7. tialaramex ◴[19 Jul 25 07:49 UTC] No.44613446{4}[source]▶

>>44612494 #

They say 1.25+k, in this context k will be some constant, suppose it's 16 bytes

Thus you might see a curve like 13, 32, 56, 86 - this curve is aggressive to start but then much gentler. Because it's so gentle it gets the re-use upside for medium sized allocations but it incurs a lot more copying, I can imagine in Python that might be a good trade.

8. sparkie ◴[19 Jul 25 10:10 UTC] No.44614130[source]▶

>>44613415 #

Also depends what we're trying to optimize. If we're trying to optimize for space then using a constant is a bad idea: Consider if we have 2Gi elements in the array: We have to grow it to 3Gi, but we may only need to add a few additional elements. That's pretty much a whole Gi of wasted space.

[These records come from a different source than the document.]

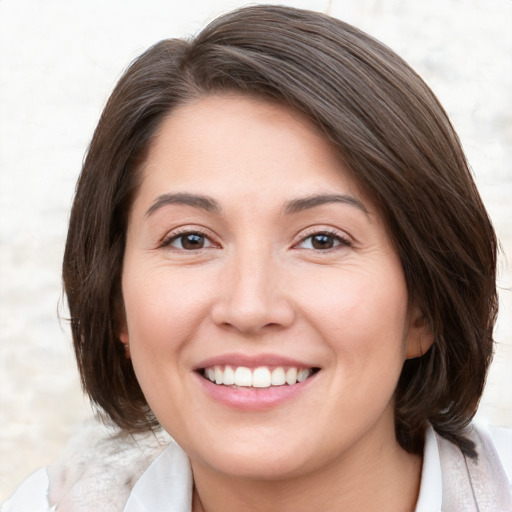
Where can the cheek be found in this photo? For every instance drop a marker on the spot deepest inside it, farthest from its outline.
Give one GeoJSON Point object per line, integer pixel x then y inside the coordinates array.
{"type": "Point", "coordinates": [361, 315]}
{"type": "Point", "coordinates": [163, 308]}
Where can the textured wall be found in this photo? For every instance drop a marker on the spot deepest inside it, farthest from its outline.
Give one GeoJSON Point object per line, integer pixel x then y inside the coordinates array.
{"type": "Point", "coordinates": [58, 62]}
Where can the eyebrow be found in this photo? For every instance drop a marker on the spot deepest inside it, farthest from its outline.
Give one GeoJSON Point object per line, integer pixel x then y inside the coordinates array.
{"type": "Point", "coordinates": [294, 206]}
{"type": "Point", "coordinates": [195, 200]}
{"type": "Point", "coordinates": [305, 203]}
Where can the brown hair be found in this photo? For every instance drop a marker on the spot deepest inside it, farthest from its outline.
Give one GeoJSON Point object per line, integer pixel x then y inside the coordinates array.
{"type": "Point", "coordinates": [390, 132]}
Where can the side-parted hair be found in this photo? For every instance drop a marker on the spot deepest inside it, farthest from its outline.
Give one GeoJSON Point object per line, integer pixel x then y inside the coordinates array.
{"type": "Point", "coordinates": [389, 131]}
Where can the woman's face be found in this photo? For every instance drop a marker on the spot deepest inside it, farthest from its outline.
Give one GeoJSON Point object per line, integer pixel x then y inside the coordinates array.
{"type": "Point", "coordinates": [253, 260]}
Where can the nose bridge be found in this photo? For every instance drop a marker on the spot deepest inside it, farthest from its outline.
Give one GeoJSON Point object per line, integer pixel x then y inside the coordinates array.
{"type": "Point", "coordinates": [252, 296]}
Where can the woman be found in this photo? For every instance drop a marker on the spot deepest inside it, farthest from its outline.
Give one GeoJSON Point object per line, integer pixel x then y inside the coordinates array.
{"type": "Point", "coordinates": [277, 253]}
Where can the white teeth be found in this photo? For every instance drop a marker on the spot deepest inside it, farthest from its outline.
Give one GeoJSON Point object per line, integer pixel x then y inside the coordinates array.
{"type": "Point", "coordinates": [229, 376]}
{"type": "Point", "coordinates": [303, 374]}
{"type": "Point", "coordinates": [243, 376]}
{"type": "Point", "coordinates": [261, 377]}
{"type": "Point", "coordinates": [278, 377]}
{"type": "Point", "coordinates": [291, 376]}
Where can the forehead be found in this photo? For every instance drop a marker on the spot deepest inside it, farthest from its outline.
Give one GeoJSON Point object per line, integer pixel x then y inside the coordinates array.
{"type": "Point", "coordinates": [240, 145]}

Clearly we don't just want a blanket constant, but the growth factor should be a function of the current length - decreasing as the size of the array grows.

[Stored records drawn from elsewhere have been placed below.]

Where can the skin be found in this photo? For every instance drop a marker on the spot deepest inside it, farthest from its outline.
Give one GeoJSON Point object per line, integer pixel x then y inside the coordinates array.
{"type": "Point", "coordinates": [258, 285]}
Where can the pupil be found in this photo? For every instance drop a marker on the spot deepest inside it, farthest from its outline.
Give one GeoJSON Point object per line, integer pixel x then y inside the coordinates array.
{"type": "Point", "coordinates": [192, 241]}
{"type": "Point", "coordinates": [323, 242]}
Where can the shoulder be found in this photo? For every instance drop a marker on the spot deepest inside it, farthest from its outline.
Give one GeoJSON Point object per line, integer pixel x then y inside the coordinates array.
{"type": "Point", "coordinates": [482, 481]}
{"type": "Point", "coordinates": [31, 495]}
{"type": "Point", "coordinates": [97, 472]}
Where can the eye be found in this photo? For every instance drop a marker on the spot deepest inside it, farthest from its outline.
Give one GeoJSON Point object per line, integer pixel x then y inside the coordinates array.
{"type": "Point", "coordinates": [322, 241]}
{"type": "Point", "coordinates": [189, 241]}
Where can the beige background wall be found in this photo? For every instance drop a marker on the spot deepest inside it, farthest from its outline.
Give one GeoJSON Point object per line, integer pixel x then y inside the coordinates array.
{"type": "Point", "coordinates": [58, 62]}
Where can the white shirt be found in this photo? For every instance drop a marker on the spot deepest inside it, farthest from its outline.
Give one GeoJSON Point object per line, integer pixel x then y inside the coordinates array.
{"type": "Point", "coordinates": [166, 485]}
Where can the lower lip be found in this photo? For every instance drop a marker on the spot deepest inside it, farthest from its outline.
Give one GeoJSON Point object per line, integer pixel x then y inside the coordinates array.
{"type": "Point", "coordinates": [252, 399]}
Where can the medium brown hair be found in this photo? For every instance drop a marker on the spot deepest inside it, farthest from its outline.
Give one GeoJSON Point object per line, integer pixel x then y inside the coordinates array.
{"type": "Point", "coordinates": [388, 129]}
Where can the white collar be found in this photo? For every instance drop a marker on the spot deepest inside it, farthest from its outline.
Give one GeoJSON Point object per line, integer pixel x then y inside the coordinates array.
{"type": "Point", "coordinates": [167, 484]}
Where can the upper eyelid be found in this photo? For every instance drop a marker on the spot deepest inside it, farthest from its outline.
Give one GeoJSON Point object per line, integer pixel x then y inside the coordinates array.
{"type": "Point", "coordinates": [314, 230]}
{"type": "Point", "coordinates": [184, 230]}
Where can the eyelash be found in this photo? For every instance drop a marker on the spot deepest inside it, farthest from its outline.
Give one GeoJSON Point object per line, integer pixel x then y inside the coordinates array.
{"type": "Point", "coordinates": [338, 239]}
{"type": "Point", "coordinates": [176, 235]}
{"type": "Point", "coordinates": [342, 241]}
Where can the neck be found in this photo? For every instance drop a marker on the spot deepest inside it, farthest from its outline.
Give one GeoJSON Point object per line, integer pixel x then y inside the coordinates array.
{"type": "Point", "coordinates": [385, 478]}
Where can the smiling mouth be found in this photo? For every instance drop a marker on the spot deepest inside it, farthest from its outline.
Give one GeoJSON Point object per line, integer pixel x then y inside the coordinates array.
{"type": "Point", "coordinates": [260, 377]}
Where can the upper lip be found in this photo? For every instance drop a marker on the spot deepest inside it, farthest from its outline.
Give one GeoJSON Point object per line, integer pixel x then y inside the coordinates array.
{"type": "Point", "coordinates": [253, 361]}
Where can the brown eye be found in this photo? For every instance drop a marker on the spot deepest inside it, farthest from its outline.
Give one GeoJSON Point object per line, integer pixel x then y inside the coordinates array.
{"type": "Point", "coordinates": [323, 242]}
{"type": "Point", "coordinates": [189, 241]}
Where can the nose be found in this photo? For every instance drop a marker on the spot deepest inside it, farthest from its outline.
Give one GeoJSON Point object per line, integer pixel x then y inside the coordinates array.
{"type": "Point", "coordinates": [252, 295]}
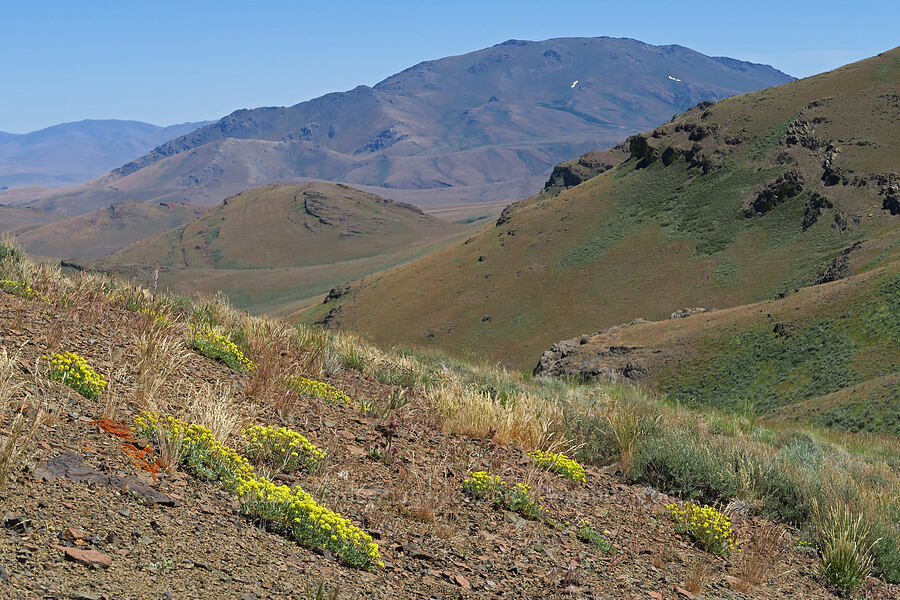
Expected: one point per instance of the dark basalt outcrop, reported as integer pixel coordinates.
(839, 267)
(814, 207)
(788, 185)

For space optimization an ideal growth factor is 1+1/√(length). In the above example, where we have 2 Gi array, we would grow it only by 64ki elements. Obviously this results in many more allocations, and would only use this technique where we're optimizing for space rather than time.

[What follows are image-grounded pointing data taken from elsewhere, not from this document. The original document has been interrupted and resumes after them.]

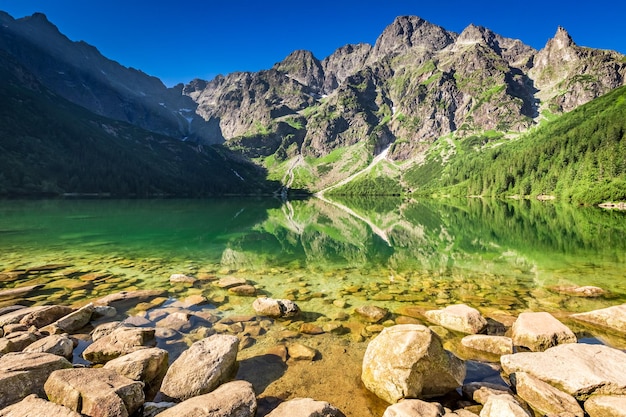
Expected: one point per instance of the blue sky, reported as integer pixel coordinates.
(185, 39)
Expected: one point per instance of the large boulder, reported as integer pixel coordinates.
(72, 322)
(540, 331)
(121, 341)
(56, 344)
(460, 317)
(146, 365)
(33, 406)
(606, 405)
(95, 392)
(414, 408)
(272, 307)
(408, 361)
(305, 407)
(233, 399)
(578, 369)
(544, 398)
(612, 318)
(201, 368)
(46, 315)
(503, 406)
(22, 374)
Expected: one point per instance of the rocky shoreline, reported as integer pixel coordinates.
(180, 359)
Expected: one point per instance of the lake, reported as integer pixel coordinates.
(501, 257)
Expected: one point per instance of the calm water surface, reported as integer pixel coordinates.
(496, 255)
(330, 257)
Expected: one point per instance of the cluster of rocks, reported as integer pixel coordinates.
(545, 370)
(143, 366)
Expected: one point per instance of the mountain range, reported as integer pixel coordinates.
(421, 94)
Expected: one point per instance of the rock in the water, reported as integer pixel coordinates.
(182, 279)
(612, 318)
(300, 352)
(414, 408)
(201, 368)
(578, 369)
(146, 365)
(95, 392)
(22, 374)
(120, 341)
(272, 307)
(540, 331)
(305, 407)
(33, 406)
(72, 322)
(56, 344)
(543, 397)
(503, 406)
(408, 361)
(233, 399)
(459, 317)
(498, 345)
(372, 314)
(606, 406)
(46, 315)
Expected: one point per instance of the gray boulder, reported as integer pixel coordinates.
(22, 374)
(271, 307)
(120, 341)
(578, 369)
(305, 407)
(201, 368)
(146, 365)
(233, 399)
(606, 406)
(408, 361)
(33, 406)
(95, 392)
(56, 344)
(459, 317)
(543, 397)
(414, 408)
(540, 331)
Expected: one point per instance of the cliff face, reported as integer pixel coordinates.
(416, 84)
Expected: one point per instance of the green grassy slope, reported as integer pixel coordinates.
(581, 156)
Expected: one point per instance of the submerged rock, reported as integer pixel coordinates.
(459, 317)
(578, 369)
(540, 331)
(408, 361)
(272, 307)
(305, 407)
(23, 374)
(201, 368)
(233, 399)
(95, 392)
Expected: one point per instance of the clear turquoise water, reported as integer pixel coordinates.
(490, 254)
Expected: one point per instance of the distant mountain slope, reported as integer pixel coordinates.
(49, 146)
(579, 156)
(78, 72)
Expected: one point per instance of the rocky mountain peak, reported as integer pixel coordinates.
(408, 32)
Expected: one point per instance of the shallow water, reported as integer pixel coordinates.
(330, 257)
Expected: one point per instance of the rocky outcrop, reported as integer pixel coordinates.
(540, 331)
(591, 369)
(23, 374)
(233, 399)
(460, 317)
(305, 407)
(95, 392)
(408, 361)
(201, 368)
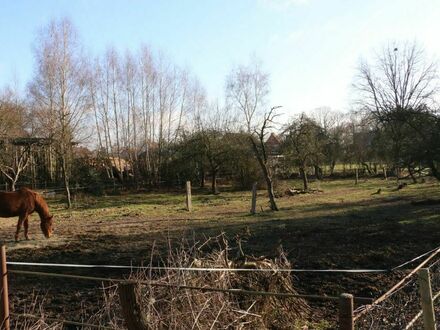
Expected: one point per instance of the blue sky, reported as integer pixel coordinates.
(310, 48)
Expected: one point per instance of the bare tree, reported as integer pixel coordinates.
(400, 79)
(246, 89)
(399, 94)
(59, 90)
(258, 139)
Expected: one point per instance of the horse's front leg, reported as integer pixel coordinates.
(20, 221)
(26, 227)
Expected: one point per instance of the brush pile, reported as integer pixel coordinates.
(177, 308)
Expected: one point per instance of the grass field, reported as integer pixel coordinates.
(344, 226)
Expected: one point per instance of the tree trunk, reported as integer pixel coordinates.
(434, 170)
(304, 177)
(318, 172)
(269, 182)
(332, 167)
(214, 182)
(411, 174)
(202, 177)
(66, 181)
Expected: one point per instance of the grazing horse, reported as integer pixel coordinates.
(23, 203)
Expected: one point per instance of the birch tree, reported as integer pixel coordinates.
(59, 90)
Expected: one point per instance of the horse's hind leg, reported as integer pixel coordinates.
(26, 227)
(21, 218)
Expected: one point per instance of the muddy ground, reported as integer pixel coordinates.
(346, 226)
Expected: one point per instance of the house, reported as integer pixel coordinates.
(273, 145)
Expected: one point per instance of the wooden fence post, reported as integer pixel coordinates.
(131, 307)
(188, 196)
(346, 321)
(426, 299)
(254, 198)
(4, 301)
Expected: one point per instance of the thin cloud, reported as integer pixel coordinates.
(283, 4)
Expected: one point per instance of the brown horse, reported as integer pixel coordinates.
(23, 203)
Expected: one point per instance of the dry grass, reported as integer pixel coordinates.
(175, 308)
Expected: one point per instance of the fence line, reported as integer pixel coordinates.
(52, 319)
(397, 285)
(360, 300)
(411, 323)
(202, 269)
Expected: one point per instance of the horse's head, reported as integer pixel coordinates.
(47, 226)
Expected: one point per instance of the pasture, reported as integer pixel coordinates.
(344, 226)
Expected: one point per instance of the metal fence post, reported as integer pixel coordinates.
(131, 307)
(426, 299)
(188, 196)
(254, 198)
(346, 304)
(4, 301)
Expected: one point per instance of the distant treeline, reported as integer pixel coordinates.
(138, 119)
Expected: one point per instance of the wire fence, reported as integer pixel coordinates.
(398, 308)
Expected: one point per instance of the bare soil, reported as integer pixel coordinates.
(345, 226)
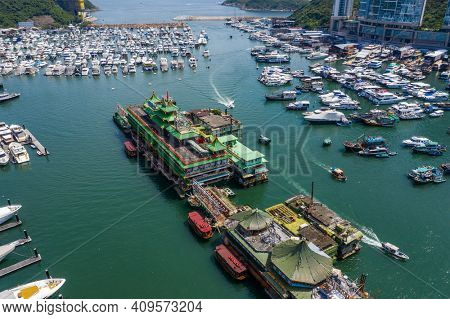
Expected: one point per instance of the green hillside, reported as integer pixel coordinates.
(47, 12)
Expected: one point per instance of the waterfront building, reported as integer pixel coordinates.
(249, 166)
(390, 22)
(175, 147)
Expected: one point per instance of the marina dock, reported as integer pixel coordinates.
(22, 264)
(10, 225)
(138, 26)
(40, 148)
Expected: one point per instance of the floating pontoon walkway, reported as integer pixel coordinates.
(42, 150)
(22, 264)
(10, 225)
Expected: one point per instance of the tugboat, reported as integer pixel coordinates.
(393, 251)
(338, 174)
(230, 263)
(264, 140)
(198, 224)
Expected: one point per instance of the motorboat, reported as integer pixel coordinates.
(393, 251)
(264, 139)
(282, 96)
(18, 153)
(437, 113)
(6, 212)
(415, 141)
(5, 250)
(298, 105)
(8, 96)
(324, 116)
(41, 289)
(338, 174)
(4, 157)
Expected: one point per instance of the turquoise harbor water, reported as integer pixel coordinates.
(114, 231)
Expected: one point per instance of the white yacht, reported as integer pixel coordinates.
(324, 116)
(18, 153)
(6, 212)
(41, 289)
(4, 157)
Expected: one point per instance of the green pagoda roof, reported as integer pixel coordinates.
(301, 262)
(253, 220)
(216, 146)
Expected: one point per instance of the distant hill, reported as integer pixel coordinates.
(43, 12)
(313, 14)
(285, 5)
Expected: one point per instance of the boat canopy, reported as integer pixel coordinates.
(253, 220)
(301, 262)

We don't want to be messing around with square roots, and ideally, we want arrays to always be a multiple of some power of 2, so the trick is to approximate the square root:

    inline int64_t approx_sqrt(int64_t length) {
        return 1 << (64 - __builtin_clzll(length)) / 2;
        // if C23, use stdc_first_leading_one_ull() from <stdbit.h>
    }

    inline int64_t new_length(int64_t length) {
        if (length == 0) return 1;
        return length + approx_sqrt(length);
    }

Some examples - for all powers of 2 between UINT16_MAX and UINT32_MAX, the old and new lengths:

    old length: 2^16 -> new length: 0x00010100 (growth: 2^8)
    old length: 2^17 -> new length: 0x00020200 (growth: 2^9)
    old length: 2^18 -> new length: 0x00040200 (growth: 2^9)
    old length: 2^19 -> new length: 0x00080400 (growth: 2^10)
    old length: 2^20 -> new length: 0x00100400 (growth: 2^10)
    old length: 2^21 -> new length: 0x00200800 (growth: 2^11)
    old length: 2^22 -> new length: 0x00400800 (growth: 2^11)
    old length: 2^23 -> new length: 0x00801000 (growth: 2^12)
    old length: 2^24 -> new length: 0x01001000 (growth: 2^12)
    old length: 2^25 -> new length: 0x02002000 (growth: 2^13)
    old length: 2^26 -> new length: 0x04002000 (growth: 2^13)
    old length: 2^27 -> new length: 0x08004000 (growth: 2^14)
    old length: 2^28 -> new length: 0x10004000 (growth: 2^14)
    old length: 2^29 -> new length: 0x20008000 (growth: 2^15)
    old length: 2^30 -> new length: 0x40008000 (growth: 2^15)
    old length: 2^31 -> new length: 0x80010000 (growth: 2^16)

This is the growth rate used in Resizeable Arrays in Optimal Time and Space[1], but they don't use a single array with reallocation - instead they have an array of arrays, where growing the array appends an element to an index block which points to a data block of `approx_sqrt(length)` size, and the existing data blocks are all reused. The index block may require reallocation.

[1]:https://cs.uwaterloo.ca/research/tr/1999/09/CS-99-09.pdf

replies(1): >>44616317 #

9. teo_zero ◴[19 Jul 25 15:27 UTC] No.44616317{3}[source]▶

>>44614130 #

> For space optimization an ideal growth factor is 1+1/√(length)

> return length + approx_sqrt(length);

They don't seem the same. Should one take the root or its reciprocal?